I heard the front door open, I rushed to the door, to say goodbye for the last time.
"Goodbye gorgeous," I said, tears streaming down my face. Between sobs, I managed to say, "I love you, I always will."
"Right," he said. "Just not enough, never enough. I wish I knew what it is that you want."
"Don't make it my fault again," I begged. He was looking for a fight still, I wished he could leave our last goodbye to be a sad thing; I didn't want to stand at the door and have another fight.
He let go of the door and it closed behind him, he grabbed me and pulled me to him. He kissed me; it was hard and aggressive, reflecting his mood. It felt all wrong; it should be soft and tender, not angry, not aggressive. I pushed him away from me, hitting him on the chest repeatedly.
"What the fuck is wrong with you?" he asked.
"Nothing," I said. "Nothing that won't be fixed once you're out that door."
"Kiss me goodbye and I'm gone," he said, as he grabbed me again.
I let him kiss me, I wanted to be kissed. I liked him holding me forcefully, I felt safer than I ever had in my life whenever he held me, but I wanted to be kissed tenderly. I wanted our last moments to be, well not happy, but I wanted them to be anything but angry.
I struggled out of his arms again and pushed him away from me as hard as I could.
"You bitch," he said. "You've always been a bitch, what the fuck did I ever see in you? You're a selfish, self centred, calculating fucking bitch!"
He knew just how to press my buttons, here I was, falling apart trying to say goodbye, and he was abusing me again. I couldn't stand it, it set my temper off, and I wanted to strangle him.
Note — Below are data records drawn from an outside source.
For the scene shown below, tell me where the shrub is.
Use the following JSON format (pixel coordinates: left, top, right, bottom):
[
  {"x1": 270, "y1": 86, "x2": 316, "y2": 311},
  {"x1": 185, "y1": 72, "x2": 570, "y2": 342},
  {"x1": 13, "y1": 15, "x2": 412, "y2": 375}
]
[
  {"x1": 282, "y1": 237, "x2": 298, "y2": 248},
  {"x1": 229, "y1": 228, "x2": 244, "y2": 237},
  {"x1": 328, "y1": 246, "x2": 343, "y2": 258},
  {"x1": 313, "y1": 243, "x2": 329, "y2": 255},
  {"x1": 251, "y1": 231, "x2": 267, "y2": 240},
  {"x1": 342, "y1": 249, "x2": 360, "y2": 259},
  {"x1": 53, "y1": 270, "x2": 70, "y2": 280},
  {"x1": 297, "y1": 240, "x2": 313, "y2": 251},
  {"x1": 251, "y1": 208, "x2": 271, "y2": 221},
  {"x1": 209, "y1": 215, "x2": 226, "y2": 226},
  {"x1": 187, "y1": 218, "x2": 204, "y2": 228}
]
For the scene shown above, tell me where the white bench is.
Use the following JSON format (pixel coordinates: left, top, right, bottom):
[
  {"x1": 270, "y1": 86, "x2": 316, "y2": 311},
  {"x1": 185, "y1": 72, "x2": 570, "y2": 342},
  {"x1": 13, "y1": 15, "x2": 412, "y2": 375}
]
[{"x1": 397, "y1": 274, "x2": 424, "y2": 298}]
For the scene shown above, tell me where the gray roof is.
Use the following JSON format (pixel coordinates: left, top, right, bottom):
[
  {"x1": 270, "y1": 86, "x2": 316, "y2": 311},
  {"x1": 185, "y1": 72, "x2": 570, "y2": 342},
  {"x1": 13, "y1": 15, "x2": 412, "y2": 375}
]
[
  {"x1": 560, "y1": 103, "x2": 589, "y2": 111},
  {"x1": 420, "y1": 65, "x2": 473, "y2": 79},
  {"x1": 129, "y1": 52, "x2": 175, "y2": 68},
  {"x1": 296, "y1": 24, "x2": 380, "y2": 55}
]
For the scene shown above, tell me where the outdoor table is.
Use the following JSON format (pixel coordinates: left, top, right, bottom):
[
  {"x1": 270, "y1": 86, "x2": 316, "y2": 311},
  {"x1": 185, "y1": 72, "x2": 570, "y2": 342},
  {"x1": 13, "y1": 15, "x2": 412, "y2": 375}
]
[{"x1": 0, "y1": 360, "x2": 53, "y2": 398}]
I pushed him, and yelled, "Get out, get the fuck out of my life you cunt. You're still doing it, still twisting everything."
"I'm not doing anything, it's you," he shot back. "It's always been you, no matter what I do, no matter how hard I try, it's never been good enough for you, it never will be, it never could be. You're fucked in the head."
I couldn't stand it. "Fucking dickhead," I called him, as I started punching him in the shoulders and chest.
"I won't let you hit me anymore," he said, as he grabbed my hands.
"You're a pitiful excuse for a man, you fucking like it when I hit you!" I screamed.
He pulled me to him again, and tried to kiss me. I jerked my head away from his mouth, but he bit my neck, and when I turned my head back to prevent it, he kissed me, holding my head so I couldn't get away. I struggled, but it was no use he was too strong.